A colleague today complained to me that co-workers were triggering her asthma attacks with strong perfume and after-shave.

She wants to know what her rights are under legislation.

My initial thought is that this is not a HS issue (perfume and after-shave do not fall under EH40, after all), but an Occupational Health issue.

Any advice?

Robert

Stuart Smiles  
#2 Posted : 05 July 2017 13:19:22(UTC)
Rank: Forum user
Stuart Smiles

tell her you are going to forward it to HR for them to deal with...

A Kurdziel  
#3 Posted : 05 July 2017 15:42:55(UTC)
Rank: Super forum user
A Kurdziel

It’s not COSHH.  I’d use the analogy of someone coming in with cold and infecting (possibly fellow workers); that does not come under COSHH unless this was a clinical situation and the person with the illness was a patient. So if you HAVE TO as part of your job deal with ill people (barrier nursing someone with Ebola?) then that is COSHH.

Back to the original question: The employer has no control of what scents an employee chooses to wear. Will they sack someone for wearing after shave?

Speaking of rights, the employees have the right to “smell nice”, the right to do so has to be balanced against the complainants rights.

So basically this is not “elf and safety” at work but life. Do they expect the rest of the world not to wear perfume or aftershave?

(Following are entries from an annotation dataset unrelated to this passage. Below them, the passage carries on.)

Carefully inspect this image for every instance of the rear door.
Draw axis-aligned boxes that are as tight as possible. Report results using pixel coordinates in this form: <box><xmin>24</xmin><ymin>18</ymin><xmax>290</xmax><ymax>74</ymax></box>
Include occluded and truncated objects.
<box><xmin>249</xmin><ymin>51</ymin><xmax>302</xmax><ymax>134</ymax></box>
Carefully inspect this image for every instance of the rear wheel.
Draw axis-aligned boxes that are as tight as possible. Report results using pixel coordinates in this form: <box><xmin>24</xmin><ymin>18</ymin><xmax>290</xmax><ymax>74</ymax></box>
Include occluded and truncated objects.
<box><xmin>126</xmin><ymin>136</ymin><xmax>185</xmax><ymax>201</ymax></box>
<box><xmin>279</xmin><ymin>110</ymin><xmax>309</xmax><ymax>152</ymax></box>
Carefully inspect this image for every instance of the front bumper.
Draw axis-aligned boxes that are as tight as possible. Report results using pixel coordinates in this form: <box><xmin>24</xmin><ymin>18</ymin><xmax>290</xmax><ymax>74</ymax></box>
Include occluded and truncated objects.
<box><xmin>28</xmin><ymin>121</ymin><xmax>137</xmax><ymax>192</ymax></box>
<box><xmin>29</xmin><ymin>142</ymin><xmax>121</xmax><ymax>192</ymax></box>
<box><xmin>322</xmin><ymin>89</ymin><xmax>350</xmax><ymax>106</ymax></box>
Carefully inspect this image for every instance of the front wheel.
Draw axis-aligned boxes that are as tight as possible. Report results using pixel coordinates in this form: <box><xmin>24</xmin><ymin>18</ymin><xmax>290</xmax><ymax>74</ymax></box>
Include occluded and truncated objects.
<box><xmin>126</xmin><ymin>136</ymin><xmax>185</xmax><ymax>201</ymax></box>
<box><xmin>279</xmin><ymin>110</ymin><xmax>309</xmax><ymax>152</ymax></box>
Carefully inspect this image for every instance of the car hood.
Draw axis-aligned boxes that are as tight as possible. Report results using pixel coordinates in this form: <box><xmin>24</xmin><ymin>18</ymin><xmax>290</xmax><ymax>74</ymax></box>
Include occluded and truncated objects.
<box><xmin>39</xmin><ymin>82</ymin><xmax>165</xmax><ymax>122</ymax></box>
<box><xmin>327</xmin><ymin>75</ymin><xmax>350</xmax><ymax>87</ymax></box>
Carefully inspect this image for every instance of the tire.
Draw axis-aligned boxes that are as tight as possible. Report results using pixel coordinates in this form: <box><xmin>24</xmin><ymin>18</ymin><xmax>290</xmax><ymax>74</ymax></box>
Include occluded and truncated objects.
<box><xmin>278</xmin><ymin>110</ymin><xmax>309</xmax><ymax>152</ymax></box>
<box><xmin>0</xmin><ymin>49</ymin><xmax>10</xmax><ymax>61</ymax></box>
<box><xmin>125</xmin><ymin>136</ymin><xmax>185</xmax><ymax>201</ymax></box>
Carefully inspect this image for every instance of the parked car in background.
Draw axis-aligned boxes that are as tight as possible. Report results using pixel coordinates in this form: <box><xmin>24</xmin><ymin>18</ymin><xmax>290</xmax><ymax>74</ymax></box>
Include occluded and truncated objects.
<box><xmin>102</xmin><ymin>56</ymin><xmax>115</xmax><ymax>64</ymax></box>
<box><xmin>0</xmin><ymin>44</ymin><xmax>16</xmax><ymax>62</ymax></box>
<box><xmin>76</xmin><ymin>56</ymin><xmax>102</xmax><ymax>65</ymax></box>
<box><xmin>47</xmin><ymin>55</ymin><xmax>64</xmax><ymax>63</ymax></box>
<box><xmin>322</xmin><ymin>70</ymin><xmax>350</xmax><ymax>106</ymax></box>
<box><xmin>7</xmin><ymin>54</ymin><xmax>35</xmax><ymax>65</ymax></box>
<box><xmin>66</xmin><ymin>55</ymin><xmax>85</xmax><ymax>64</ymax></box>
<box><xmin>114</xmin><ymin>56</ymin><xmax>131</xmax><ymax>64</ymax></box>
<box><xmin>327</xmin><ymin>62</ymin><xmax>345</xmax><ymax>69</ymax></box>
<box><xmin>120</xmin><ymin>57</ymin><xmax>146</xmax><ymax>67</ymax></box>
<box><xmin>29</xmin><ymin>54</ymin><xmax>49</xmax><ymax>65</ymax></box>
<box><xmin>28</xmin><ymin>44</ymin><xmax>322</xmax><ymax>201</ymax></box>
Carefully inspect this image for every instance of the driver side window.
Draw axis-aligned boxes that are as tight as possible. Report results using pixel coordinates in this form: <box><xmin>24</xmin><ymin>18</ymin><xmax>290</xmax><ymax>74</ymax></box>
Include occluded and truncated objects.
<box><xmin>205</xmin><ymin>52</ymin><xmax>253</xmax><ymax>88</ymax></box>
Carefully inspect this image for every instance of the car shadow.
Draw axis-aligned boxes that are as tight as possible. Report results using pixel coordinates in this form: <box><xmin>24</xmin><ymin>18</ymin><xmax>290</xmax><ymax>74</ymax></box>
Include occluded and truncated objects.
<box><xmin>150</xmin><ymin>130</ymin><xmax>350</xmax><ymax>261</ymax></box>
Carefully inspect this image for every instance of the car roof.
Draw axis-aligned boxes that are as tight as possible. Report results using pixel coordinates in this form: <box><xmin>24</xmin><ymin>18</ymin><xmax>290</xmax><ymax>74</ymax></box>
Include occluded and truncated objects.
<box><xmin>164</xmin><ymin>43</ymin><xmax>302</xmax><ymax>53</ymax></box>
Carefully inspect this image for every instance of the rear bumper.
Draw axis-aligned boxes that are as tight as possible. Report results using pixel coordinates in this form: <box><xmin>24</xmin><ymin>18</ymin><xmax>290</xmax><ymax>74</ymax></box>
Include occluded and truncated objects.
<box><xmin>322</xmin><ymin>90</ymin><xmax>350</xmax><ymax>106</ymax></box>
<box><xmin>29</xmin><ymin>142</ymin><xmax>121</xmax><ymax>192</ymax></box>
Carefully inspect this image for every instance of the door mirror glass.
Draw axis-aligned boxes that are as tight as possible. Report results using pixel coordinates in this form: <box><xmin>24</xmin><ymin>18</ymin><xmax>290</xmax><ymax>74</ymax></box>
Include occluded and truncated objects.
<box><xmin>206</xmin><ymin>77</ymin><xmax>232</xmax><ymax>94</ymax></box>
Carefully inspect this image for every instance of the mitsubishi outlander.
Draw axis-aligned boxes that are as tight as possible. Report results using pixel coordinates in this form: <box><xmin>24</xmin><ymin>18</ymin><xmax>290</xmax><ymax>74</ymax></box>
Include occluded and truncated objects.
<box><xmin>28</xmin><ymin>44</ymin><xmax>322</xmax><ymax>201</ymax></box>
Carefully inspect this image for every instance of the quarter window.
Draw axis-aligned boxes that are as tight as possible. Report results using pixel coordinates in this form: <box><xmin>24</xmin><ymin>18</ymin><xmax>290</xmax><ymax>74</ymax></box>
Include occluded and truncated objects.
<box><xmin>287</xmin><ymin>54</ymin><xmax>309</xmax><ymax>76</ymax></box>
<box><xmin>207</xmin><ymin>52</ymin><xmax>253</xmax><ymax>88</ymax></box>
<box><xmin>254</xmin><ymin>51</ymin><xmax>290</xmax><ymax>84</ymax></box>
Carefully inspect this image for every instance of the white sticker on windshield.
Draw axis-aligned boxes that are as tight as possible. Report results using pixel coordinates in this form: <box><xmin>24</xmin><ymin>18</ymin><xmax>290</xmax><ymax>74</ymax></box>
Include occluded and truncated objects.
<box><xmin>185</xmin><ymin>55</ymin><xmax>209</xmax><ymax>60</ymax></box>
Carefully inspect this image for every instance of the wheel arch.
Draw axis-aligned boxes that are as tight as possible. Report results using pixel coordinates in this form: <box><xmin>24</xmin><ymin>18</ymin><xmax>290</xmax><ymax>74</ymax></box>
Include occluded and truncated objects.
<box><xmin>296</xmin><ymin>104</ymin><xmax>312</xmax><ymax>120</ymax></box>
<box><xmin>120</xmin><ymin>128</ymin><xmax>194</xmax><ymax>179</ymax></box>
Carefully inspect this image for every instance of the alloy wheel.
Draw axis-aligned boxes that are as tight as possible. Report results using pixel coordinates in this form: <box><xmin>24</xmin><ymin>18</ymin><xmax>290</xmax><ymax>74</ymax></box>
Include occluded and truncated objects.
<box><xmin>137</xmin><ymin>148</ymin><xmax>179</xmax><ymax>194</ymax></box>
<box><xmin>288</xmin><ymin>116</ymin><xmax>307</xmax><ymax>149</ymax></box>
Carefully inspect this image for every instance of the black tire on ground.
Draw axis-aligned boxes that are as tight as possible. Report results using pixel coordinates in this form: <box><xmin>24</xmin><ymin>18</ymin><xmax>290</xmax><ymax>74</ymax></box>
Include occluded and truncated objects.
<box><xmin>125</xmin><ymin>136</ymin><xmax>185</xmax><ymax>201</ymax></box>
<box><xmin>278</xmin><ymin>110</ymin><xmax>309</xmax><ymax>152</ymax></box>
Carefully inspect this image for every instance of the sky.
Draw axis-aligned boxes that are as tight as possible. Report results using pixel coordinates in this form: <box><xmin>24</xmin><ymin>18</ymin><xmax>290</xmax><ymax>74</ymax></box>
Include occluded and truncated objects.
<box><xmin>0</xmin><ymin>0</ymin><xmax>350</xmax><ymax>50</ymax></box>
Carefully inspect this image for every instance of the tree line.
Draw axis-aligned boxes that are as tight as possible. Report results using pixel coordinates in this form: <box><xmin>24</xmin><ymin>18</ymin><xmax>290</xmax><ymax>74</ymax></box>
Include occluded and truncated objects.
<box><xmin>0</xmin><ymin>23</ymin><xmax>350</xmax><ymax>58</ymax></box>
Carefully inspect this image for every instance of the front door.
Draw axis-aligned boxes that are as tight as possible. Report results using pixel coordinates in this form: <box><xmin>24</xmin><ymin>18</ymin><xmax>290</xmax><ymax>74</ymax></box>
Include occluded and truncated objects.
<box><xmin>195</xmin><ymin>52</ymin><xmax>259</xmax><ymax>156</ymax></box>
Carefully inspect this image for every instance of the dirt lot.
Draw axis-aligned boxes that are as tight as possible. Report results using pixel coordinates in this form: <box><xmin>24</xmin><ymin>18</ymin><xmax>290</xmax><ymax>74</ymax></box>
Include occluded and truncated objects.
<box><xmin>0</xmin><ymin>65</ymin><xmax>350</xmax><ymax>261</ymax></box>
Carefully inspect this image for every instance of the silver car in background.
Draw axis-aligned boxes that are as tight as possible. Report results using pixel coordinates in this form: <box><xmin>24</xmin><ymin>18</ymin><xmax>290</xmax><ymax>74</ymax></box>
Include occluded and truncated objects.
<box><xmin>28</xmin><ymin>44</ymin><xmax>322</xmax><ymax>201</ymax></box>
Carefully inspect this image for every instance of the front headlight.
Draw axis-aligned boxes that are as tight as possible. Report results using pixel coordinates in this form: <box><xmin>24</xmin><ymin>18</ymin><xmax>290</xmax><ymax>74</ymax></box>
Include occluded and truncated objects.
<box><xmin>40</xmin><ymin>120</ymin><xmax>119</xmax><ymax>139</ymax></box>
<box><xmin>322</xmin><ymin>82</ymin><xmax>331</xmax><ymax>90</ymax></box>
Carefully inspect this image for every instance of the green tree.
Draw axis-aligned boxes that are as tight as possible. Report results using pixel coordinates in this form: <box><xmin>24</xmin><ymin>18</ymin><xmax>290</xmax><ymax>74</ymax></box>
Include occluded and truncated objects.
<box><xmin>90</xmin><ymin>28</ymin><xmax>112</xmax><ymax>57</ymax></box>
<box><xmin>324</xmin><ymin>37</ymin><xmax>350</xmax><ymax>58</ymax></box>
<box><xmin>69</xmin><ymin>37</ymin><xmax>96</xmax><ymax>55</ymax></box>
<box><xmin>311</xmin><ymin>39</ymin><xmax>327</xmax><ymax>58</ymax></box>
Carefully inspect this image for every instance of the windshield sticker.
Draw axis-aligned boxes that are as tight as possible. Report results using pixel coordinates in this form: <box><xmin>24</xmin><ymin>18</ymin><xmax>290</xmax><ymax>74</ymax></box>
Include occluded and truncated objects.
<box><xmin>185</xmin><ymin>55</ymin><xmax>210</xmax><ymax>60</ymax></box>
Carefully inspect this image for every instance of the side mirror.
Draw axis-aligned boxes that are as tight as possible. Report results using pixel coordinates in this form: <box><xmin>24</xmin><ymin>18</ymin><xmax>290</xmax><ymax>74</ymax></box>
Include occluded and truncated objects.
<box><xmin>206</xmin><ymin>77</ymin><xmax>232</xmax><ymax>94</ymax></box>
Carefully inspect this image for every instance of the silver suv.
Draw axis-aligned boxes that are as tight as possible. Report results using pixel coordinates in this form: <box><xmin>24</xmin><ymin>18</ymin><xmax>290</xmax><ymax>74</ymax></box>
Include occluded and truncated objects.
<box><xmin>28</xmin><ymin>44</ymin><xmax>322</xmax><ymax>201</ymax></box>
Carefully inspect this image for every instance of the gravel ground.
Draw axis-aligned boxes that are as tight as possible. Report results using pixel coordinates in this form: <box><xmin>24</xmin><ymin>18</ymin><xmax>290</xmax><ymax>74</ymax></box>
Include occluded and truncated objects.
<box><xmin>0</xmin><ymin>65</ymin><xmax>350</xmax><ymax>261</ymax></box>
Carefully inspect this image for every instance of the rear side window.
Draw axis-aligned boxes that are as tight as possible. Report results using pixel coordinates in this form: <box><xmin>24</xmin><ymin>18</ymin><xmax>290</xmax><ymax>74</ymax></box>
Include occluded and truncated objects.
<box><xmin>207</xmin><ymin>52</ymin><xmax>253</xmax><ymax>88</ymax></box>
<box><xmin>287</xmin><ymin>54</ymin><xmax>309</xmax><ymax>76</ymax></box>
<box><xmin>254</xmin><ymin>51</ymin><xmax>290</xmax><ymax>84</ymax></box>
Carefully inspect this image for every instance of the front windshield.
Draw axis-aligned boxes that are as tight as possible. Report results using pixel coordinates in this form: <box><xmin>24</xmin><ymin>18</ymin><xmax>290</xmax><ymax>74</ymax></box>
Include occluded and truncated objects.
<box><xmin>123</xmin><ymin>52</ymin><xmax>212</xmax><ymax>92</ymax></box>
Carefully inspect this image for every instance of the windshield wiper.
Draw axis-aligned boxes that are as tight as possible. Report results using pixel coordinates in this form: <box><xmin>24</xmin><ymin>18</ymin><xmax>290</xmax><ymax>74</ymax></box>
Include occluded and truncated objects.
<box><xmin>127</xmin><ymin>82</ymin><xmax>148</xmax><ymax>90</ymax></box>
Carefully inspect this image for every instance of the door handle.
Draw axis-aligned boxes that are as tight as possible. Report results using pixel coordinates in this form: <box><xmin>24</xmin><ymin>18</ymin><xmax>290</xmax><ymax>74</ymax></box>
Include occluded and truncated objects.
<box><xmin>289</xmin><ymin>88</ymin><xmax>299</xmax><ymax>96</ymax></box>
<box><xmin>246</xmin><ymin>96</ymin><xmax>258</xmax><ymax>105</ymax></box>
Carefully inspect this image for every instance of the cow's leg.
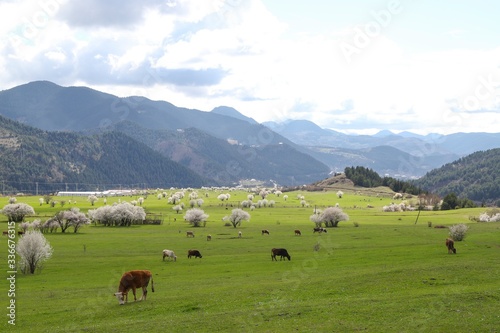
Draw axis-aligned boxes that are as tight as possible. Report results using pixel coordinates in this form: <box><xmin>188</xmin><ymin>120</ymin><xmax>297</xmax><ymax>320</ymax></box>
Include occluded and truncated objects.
<box><xmin>132</xmin><ymin>287</ymin><xmax>137</xmax><ymax>301</ymax></box>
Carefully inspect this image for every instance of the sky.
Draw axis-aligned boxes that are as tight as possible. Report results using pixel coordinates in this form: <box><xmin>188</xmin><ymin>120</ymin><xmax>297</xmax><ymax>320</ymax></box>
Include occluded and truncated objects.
<box><xmin>0</xmin><ymin>0</ymin><xmax>500</xmax><ymax>135</ymax></box>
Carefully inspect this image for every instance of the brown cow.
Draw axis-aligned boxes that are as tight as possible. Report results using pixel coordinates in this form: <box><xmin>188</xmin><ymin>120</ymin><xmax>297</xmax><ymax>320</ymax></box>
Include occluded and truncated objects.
<box><xmin>446</xmin><ymin>238</ymin><xmax>457</xmax><ymax>254</ymax></box>
<box><xmin>188</xmin><ymin>250</ymin><xmax>202</xmax><ymax>259</ymax></box>
<box><xmin>114</xmin><ymin>270</ymin><xmax>155</xmax><ymax>305</ymax></box>
<box><xmin>271</xmin><ymin>248</ymin><xmax>292</xmax><ymax>261</ymax></box>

Finally are they really allergic or just not liking strong scents?

Ron Hunter  
#4 Posted : 05 July 2017 21:44:27(UTC)
Rank: Super forum user
Ron Hunter

IOSH are one of several employers signed up to Asthma UK's workplace charter which essentially means workers are asked not to wear perfume, aftershave, use perfumed soap etc at work. Asthma is not a trivial condition. It is potentially life threatening and affects more than 4 million people in the UK. Asthma meets definition of disability within DDA. Careful now.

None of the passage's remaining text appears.